Cardiovascular diseases could damage the heart and blood vessels, which cause mortality and morbidity. It is of great significance to explore targeted therapeutic approaches for atherosclerosis that is one of the most common vascular lesions and the main pathological basis of cardiovascular disease. However, the function of circRNA-0024103 in cardiovascular diseases is still not clear. Therefore, we aim to observe the effect of circRNA-0024103 modulation of miR-363/MMP-10 axis on biological behaviors such as proliferation and migration of endothelial cells after ox-LDL induction. The effects on the proliferation ability of endothelial cells were observed by CCK-8 assay and EdU assay based on overexpression of circRNA-0024103 in combination with miR-363 mimic or MMP-10 siRNA, and then, the effects on apoptosis were detected by flow cytometry analysis. The effects on cell migration, invasion, and angiogenesis were further examined by scratch assay, transwell assay, and tube formation assay. The results in CCK-8 and EdU assays showed that miR-363 mimic or MMP-10siRNA significantly attenuated the proliferation-promoting effect of overexpressed circRNA-0024103 on cell proliferation. In flow cytometry assays to detect apoptosis, overexpression of circRNA-0024103 inhibited apoptosis of endothelial cells, and the intervention of combined miR-363 mimic or MMP-10 siRNA counteracted the inhibitory effect of overexpression of circRNA-0024103 on apoptosis, resulting in a significant increase in the number of endothelial cells undergoing apoptosis.
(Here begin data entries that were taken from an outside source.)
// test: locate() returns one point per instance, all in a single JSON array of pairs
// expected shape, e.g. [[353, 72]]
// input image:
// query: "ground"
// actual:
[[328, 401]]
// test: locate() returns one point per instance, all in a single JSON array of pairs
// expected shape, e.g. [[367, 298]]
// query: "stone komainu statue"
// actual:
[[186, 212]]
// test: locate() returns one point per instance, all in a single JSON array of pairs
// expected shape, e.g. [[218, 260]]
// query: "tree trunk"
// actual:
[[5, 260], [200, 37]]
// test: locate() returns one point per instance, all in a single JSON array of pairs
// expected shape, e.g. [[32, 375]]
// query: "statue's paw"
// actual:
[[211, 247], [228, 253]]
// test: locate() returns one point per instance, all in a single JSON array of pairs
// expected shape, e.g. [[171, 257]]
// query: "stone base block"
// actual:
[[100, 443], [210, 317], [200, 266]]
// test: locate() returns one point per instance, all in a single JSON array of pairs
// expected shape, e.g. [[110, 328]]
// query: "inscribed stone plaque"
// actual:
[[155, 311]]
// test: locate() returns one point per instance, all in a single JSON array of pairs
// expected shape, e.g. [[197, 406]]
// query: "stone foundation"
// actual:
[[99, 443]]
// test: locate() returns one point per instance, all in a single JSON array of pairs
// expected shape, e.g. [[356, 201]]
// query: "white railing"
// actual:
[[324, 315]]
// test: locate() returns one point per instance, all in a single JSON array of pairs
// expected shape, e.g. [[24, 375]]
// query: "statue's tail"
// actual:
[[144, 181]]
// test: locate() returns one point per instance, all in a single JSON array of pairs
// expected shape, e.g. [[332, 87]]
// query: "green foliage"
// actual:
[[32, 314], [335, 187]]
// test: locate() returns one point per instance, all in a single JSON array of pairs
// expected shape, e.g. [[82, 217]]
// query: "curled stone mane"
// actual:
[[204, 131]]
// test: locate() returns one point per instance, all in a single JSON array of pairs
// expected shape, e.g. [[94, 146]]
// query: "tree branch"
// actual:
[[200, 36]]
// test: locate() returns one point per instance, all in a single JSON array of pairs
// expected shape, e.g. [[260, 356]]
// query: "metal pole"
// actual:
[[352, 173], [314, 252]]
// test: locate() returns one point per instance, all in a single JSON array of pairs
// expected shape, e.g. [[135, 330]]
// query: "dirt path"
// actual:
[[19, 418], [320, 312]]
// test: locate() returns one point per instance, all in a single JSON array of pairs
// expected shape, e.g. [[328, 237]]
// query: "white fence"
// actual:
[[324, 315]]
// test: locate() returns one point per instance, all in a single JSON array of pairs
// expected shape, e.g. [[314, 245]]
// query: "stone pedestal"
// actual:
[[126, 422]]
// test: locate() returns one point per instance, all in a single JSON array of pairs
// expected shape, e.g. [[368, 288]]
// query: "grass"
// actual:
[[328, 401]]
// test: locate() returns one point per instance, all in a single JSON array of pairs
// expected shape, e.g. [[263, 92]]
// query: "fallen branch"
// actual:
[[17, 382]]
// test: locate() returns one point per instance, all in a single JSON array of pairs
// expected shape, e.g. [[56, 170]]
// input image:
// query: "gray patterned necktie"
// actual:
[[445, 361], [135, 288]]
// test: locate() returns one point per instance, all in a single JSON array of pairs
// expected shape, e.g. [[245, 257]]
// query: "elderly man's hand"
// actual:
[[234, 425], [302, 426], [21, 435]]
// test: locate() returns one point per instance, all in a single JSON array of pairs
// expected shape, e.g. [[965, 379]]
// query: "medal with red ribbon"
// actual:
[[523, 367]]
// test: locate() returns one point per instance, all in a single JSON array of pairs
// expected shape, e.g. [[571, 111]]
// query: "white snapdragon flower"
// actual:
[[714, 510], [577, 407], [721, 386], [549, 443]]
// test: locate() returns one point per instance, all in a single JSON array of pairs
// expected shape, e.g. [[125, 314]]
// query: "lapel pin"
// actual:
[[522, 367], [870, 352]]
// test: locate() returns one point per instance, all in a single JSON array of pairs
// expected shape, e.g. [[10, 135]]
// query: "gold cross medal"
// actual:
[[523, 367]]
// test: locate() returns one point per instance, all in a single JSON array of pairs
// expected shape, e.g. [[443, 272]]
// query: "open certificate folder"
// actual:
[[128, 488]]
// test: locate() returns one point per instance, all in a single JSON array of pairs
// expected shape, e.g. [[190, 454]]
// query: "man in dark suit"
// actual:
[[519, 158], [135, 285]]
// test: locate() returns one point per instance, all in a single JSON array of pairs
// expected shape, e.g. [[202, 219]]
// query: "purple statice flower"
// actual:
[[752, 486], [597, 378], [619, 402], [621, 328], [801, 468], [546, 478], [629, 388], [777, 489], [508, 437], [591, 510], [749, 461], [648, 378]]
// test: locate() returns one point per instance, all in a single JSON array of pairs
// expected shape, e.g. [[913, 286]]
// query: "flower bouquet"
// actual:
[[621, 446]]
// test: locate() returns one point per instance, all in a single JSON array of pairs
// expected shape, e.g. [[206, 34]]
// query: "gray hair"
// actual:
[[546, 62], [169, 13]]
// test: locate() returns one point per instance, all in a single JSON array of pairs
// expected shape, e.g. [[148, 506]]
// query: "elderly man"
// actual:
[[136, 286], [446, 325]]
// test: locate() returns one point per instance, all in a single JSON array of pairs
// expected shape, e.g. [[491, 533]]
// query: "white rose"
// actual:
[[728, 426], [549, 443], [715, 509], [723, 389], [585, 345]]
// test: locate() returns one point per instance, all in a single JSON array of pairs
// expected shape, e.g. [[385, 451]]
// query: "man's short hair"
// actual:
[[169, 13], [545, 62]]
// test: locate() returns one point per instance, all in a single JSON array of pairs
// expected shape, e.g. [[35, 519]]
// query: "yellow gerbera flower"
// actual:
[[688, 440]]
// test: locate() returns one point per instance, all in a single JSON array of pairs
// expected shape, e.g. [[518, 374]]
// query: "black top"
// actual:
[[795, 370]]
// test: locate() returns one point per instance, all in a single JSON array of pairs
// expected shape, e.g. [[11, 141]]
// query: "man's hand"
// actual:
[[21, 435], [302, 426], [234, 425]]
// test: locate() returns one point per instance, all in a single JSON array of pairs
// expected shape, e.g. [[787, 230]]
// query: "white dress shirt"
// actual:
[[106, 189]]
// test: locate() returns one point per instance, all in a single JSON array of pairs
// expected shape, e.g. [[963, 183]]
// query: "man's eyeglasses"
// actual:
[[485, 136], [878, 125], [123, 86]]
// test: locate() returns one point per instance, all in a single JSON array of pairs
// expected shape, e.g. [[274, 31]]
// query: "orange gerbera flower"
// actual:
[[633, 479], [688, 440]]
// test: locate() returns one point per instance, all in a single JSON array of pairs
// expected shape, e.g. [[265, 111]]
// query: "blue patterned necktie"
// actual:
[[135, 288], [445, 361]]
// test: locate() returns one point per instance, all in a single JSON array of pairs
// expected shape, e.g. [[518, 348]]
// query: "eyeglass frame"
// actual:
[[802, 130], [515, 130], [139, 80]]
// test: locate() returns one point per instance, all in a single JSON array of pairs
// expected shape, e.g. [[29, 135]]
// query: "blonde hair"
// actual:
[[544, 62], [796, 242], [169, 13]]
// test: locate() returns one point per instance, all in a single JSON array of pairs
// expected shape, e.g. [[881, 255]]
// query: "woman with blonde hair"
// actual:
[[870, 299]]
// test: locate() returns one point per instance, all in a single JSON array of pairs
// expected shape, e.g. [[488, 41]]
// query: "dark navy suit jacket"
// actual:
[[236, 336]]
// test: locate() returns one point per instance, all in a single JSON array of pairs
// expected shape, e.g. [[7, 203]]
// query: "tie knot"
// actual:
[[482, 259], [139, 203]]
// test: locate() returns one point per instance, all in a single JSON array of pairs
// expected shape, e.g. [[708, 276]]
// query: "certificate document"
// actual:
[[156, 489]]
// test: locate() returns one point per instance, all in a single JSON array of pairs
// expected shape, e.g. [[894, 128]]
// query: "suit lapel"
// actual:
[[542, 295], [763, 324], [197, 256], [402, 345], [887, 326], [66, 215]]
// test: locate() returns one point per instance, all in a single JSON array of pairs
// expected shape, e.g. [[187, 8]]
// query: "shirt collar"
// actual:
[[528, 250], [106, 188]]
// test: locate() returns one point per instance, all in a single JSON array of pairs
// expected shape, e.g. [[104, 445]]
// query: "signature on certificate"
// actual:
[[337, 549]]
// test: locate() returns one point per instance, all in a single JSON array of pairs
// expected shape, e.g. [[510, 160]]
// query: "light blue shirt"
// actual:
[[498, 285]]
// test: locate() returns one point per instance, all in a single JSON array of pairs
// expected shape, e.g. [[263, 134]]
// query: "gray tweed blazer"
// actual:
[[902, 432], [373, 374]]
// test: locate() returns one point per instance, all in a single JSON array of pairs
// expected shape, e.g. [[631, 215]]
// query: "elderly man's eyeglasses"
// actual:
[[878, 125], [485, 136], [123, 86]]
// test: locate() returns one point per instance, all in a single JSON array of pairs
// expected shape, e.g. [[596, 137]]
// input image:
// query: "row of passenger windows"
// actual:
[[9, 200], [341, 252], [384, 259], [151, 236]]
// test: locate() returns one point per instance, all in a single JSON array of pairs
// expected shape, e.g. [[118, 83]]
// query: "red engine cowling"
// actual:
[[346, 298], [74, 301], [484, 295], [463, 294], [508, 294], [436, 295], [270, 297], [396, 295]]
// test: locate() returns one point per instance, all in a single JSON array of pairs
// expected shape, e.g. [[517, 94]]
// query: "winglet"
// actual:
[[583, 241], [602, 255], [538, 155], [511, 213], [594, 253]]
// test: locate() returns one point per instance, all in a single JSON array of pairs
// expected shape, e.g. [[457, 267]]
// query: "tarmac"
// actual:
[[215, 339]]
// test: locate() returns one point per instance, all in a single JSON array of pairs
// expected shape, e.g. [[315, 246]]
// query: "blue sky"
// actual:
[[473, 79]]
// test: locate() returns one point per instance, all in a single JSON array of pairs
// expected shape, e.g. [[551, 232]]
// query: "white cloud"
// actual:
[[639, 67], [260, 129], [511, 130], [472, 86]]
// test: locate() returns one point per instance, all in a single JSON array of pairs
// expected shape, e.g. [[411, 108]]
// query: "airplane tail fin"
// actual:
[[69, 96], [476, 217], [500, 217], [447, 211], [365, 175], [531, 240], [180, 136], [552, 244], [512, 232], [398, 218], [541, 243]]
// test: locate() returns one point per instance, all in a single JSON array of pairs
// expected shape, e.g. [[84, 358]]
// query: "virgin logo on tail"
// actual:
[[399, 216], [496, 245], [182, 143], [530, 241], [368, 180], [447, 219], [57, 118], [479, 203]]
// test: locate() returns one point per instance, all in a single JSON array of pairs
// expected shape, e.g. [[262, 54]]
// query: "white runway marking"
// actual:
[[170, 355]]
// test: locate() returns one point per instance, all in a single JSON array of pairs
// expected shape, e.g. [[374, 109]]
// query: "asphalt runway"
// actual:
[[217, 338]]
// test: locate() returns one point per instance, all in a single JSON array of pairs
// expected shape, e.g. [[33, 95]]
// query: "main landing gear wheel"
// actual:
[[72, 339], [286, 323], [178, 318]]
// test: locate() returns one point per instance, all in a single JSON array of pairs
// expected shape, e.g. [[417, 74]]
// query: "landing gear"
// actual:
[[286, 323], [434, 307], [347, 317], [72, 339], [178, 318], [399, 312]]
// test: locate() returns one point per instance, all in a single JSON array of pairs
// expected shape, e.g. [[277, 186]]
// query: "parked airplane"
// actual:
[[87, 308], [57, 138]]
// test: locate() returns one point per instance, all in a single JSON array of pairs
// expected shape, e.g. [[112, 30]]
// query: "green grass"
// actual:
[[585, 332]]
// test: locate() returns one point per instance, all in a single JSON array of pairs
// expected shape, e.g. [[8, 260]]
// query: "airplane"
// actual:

The migration, invasion, and tube-forming ability of endothelial cells were significantly enhanced when circRNA-0024103 was overexpressed, while the promotion of migration, invasion, and the tube-forming ability by overexpression of circRNA-0024103 alone was counteracted when combined with miR-363 mimic or MMP-10 siRNA. circRNA-0024103 regulates the biological behaviors of endothelial cells such as proliferation, apoptosis, migration, and invasion through the miR-363/MMP-10 axis. Our finding provides a new therapeutic target for the treatment of atherosclerosis.